By using the aqueous suspension preparation of the present invention, it is possible to reduce phytotoxicity to crops while maintaining the same effect as a conventional quinomethionate-containing drug. Although the example of the crop which can apply the aqueous suspension formulation of this invention is shown below, it is not necessarily limited to this.
Examples of crops to which the aqueous suspension preparation of the present invention can be applied include crop fruit trees, such as avocado, apricot, fig, yokan, ume, unshu mandarin orange, outo, oysters, kabo, kiwifruit, plums, western none, mandarin orange, dekopon , None, summer orange, nectarine, hassaku, papaya, loquat, grape, grape, mango, peach, yuzu, apple, lemon, etc .;
Cereals such as barley, wheat, paddy rice, corn, pigeons, rye, upland rice;
Potatoes, such as potatoes, potatoes, potatoes, potatoes, etc .;
Vegetables such as red bean paste, strawberry, kidney bean, pea bean, okra, turnip, pumpkin, cabbage, cucumber, burdock, pigtails, sardine, watermelon, celery, broad bean, daikon, daizu, onion, tensai, togarashi , Tomatoes, tomatoes, eggplants, garlic, carrots, green onions, hakusai, parsley, bell peppers, spotted rice, melon, lettuce, etc .;
Special crops such as sugar cane, turf, tobacco, tea, rapeseed, pop, etc .;
Flowers, for example, hydrangea, carnation, gerbera, gazania, peony, snapdragon, calendula, salvia, perennial gypsophila, sweet pea, statice, saintpaulia, dahlia, timothy, delphenium, eustoma, verbena, sunflower, rose, begonia, petunia, poinsettia , Lilac, apple, rosemary, etc .;
List trees, such as red snapper, maple, sardine, wig, drill, keyaki, sakura, cypress, azalea, camellia, noodles, agaric, yanagi Can do.

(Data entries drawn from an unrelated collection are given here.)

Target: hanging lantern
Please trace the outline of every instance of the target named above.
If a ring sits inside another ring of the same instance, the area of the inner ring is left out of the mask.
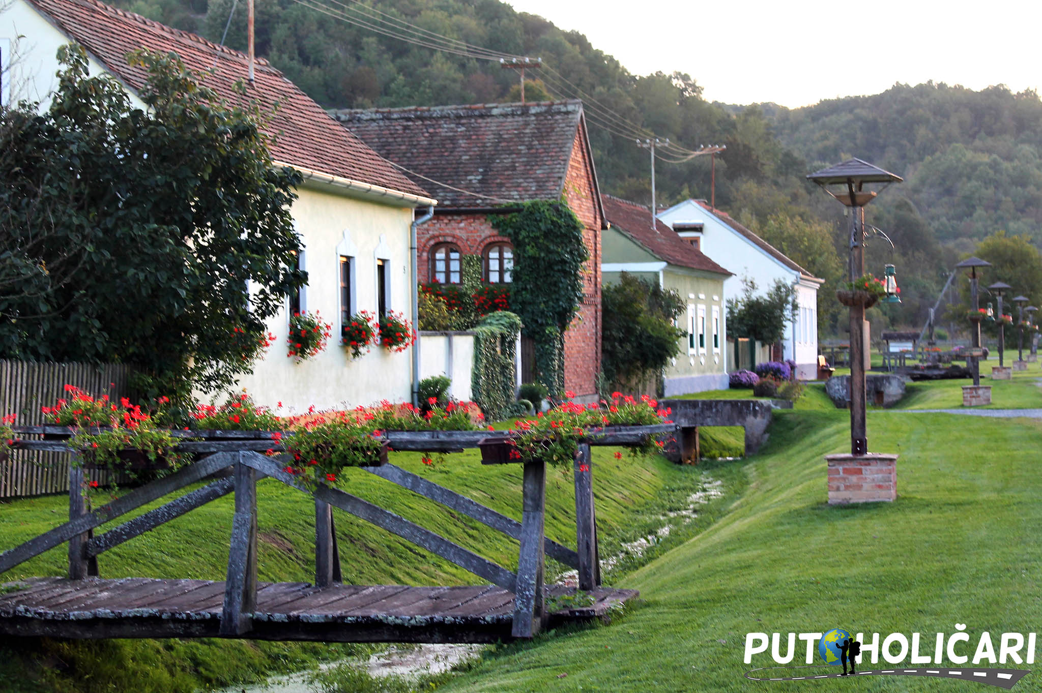
[[[894,265],[886,265],[885,272],[886,276],[884,277],[883,285],[887,289],[887,296],[883,299],[883,303],[900,303],[901,297],[898,294],[901,290],[897,286],[897,273],[894,270]]]

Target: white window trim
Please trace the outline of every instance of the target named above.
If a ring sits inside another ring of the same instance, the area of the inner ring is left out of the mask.
[[[710,324],[710,328],[713,330],[713,353],[720,353],[720,344],[723,343],[723,339],[720,338],[720,306],[713,306],[713,323]]]
[[[698,341],[695,339],[695,305],[688,304],[688,354],[697,354]]]
[[[375,312],[376,319],[380,318],[380,285],[379,285],[379,272],[376,270],[377,260],[383,260],[383,296],[387,298],[387,309],[388,312],[394,310],[394,304],[392,303],[391,294],[391,247],[388,246],[388,239],[386,234],[380,234],[379,242],[376,245],[376,250],[373,251],[373,288],[375,293],[373,293],[373,312]],[[461,260],[462,265],[462,260]],[[461,272],[463,267],[461,266]]]
[[[333,275],[337,278],[337,315],[340,315],[344,306],[341,304],[341,292],[340,292],[340,258],[346,257],[348,262],[348,268],[351,274],[351,285],[348,290],[351,293],[351,305],[347,307],[348,315],[354,315],[358,312],[358,249],[351,241],[351,233],[344,229],[343,236],[340,242],[337,243],[337,255],[333,257],[336,264],[333,264]],[[343,326],[341,326],[343,327]]]
[[[695,349],[699,356],[704,356],[709,353],[709,342],[705,340],[705,306],[698,304],[698,315],[697,322],[695,323],[696,338]],[[705,344],[704,346],[702,344]]]

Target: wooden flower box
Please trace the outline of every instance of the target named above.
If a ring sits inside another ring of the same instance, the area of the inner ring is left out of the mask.
[[[875,293],[869,293],[868,291],[846,291],[840,290],[836,291],[836,299],[842,303],[844,306],[853,308],[855,306],[864,306],[865,308],[871,308],[879,301],[879,297]]]

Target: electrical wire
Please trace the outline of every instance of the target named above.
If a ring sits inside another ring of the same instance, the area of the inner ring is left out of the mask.
[[[354,26],[369,29],[381,35],[404,41],[408,44],[423,48],[430,48],[432,50],[443,51],[461,57],[477,60],[499,61],[526,59],[520,55],[482,48],[457,38],[445,36],[444,34],[440,34],[429,29],[418,27],[406,22],[405,20],[395,18],[387,12],[376,9],[375,7],[365,5],[361,2],[361,0],[348,0],[350,4],[343,2],[342,0],[327,0],[327,2],[331,2],[333,5],[338,6],[330,6],[323,0],[293,1],[328,17],[340,19],[341,21]],[[545,63],[540,65],[540,67],[546,71],[544,73],[544,84],[546,84],[552,92],[556,92],[565,98],[581,100],[584,104],[584,111],[590,123],[595,127],[624,138],[637,140],[659,139],[653,132],[635,125],[632,122],[626,120],[622,116],[619,116],[610,107],[605,106],[600,101],[590,96],[590,94],[569,81],[564,75],[553,68],[550,68]],[[655,149],[655,156],[662,161],[668,163],[683,163],[696,156],[709,153],[702,150],[691,150],[665,139],[661,140],[661,144],[659,144]]]

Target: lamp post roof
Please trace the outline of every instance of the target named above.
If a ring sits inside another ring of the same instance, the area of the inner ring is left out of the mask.
[[[904,180],[896,174],[858,158],[847,159],[842,163],[808,174],[807,179],[819,185],[845,183],[848,180],[862,183],[899,183]]]
[[[957,264],[956,268],[960,268],[960,267],[990,267],[990,266],[991,266],[991,262],[988,262],[988,260],[982,260],[978,257],[968,257],[965,260],[963,260],[962,262],[960,262],[959,264]]]

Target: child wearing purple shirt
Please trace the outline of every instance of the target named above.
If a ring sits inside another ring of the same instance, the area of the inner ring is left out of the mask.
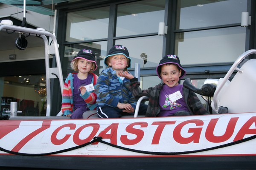
[[[163,83],[141,90],[140,82],[131,74],[121,76],[130,79],[130,90],[135,98],[149,97],[146,117],[209,114],[196,94],[179,83],[186,71],[177,56],[168,55],[160,61],[157,74]]]

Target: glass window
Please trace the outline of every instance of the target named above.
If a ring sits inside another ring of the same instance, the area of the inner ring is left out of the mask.
[[[240,23],[247,0],[178,0],[176,29]]]
[[[77,53],[82,49],[85,48],[92,50],[96,54],[96,60],[98,68],[93,73],[99,75],[104,65],[103,60],[107,54],[107,41],[101,41],[69,45],[65,47],[65,55],[64,60],[64,67],[67,68],[67,74],[73,72],[70,67],[70,62],[76,56]],[[66,70],[66,69],[65,69]]]
[[[157,32],[163,22],[165,0],[143,0],[119,5],[116,37]]]
[[[139,38],[118,40],[116,44],[127,48],[131,58],[131,68],[135,64],[140,64],[141,68],[156,67],[163,57],[163,36],[158,35]]]
[[[2,77],[4,80],[1,112],[9,113],[11,102],[17,102],[17,116],[43,116],[46,114],[46,80],[45,75],[22,75]]]
[[[76,42],[108,37],[109,7],[67,14],[66,41]]]
[[[205,79],[191,79],[191,82],[192,83],[192,84],[193,85],[194,85],[194,86],[195,86],[195,87],[196,88],[202,88],[202,87],[203,87],[203,85],[204,85],[204,81],[205,81]],[[180,84],[183,84],[183,82],[184,82],[184,80],[180,80]],[[202,96],[201,96],[200,94],[196,94],[196,95],[198,97],[198,99],[200,100],[200,101],[201,101],[201,102],[202,102],[202,104],[203,104],[203,105],[204,105],[204,106],[205,108],[207,108],[207,107],[208,105],[207,103],[207,102],[204,100],[204,99],[203,98],[203,97],[202,97]]]
[[[183,65],[233,62],[244,52],[245,31],[239,26],[177,33],[175,54]]]

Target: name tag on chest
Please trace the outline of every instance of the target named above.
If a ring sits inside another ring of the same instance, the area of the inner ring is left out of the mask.
[[[180,91],[177,91],[172,94],[169,94],[168,96],[169,97],[170,100],[173,102],[177,101],[183,97]]]

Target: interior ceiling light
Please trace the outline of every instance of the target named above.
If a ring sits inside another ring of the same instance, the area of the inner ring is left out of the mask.
[[[20,33],[19,37],[17,39],[15,42],[16,47],[20,50],[24,50],[28,46],[28,41],[25,39],[26,34]]]

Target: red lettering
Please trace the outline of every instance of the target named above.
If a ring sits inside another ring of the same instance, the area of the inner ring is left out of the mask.
[[[187,124],[194,123],[196,126],[202,126],[204,122],[201,120],[189,120],[183,122],[178,125],[173,130],[173,138],[174,140],[181,144],[187,144],[192,142],[194,143],[198,143],[202,128],[191,128],[188,130],[188,133],[193,133],[189,137],[184,138],[181,136],[180,132],[183,127]]]
[[[76,125],[73,123],[70,123],[66,125],[63,125],[57,129],[52,133],[52,136],[51,136],[51,141],[52,144],[55,144],[56,145],[59,145],[60,144],[63,144],[64,143],[66,142],[68,139],[70,137],[71,135],[70,134],[67,134],[65,136],[63,137],[63,138],[58,139],[57,139],[57,135],[58,133],[63,128],[66,127],[69,127],[70,130],[74,130],[76,129]]]
[[[35,136],[39,134],[41,132],[50,128],[50,125],[52,121],[51,120],[44,120],[42,124],[42,127],[32,132],[30,134],[26,136],[24,139],[21,140],[18,144],[12,149],[12,151],[18,152],[20,149],[22,148],[29,141]]]
[[[21,120],[8,120],[1,122],[0,139],[3,136],[15,130],[18,128],[21,122]]]
[[[209,142],[213,143],[222,142],[227,141],[233,134],[238,119],[238,117],[233,117],[230,119],[227,124],[225,133],[223,135],[219,136],[216,136],[213,134],[214,129],[219,119],[212,119],[210,121],[209,124],[206,129],[205,138]],[[222,127],[222,128],[224,131],[224,127]]]
[[[117,128],[118,127],[118,123],[112,123],[101,132],[99,134],[99,136],[101,136],[103,139],[109,139],[111,144],[117,144],[116,138],[117,137]],[[111,130],[111,133],[110,134],[107,134],[107,133]],[[93,144],[97,144],[98,143],[98,142],[96,142],[93,143]]]
[[[148,127],[148,123],[144,122],[140,122],[133,123],[129,125],[125,128],[126,132],[134,134],[137,136],[137,137],[133,139],[129,139],[127,138],[127,135],[121,135],[120,137],[121,142],[126,145],[132,145],[137,144],[141,141],[143,138],[144,133],[141,129],[135,129],[134,126],[140,125],[140,128],[146,128]]]
[[[253,124],[254,124],[254,126],[256,125],[256,116],[253,116],[247,122],[244,123],[244,125],[239,130],[236,137],[234,139],[233,142],[241,140],[244,139],[244,136],[247,134],[256,134],[256,129],[250,129],[250,127]]]
[[[87,138],[81,140],[79,136],[81,131],[83,130],[84,128],[87,127],[93,127],[93,129],[92,130],[90,135],[87,137]],[[99,125],[98,123],[89,123],[87,125],[85,125],[83,126],[81,126],[76,131],[73,136],[73,140],[74,142],[76,144],[79,145],[89,142],[93,138],[96,133],[98,132],[99,129]]]
[[[173,125],[176,122],[175,121],[164,121],[164,122],[154,122],[152,125],[157,125],[157,128],[155,132],[152,139],[152,144],[159,144],[160,137],[163,133],[163,130],[166,125]]]

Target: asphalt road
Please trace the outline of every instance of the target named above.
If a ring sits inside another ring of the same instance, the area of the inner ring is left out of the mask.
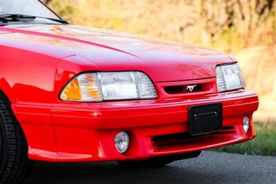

The quinomethionate formulation of the present invention can be mixed or used in combination with one or more fungicides, insecticides, acaricides, repellents, synergists, or plant growth regulators. The mixture thus obtained has a broad activity spectrum.
Although the example of the bactericidal agent (general name) which can be mixed or used together with the quinomethionate formulation of this invention is shown below, the bactericidal agent which can be mixed or used together is not necessarily limited to this.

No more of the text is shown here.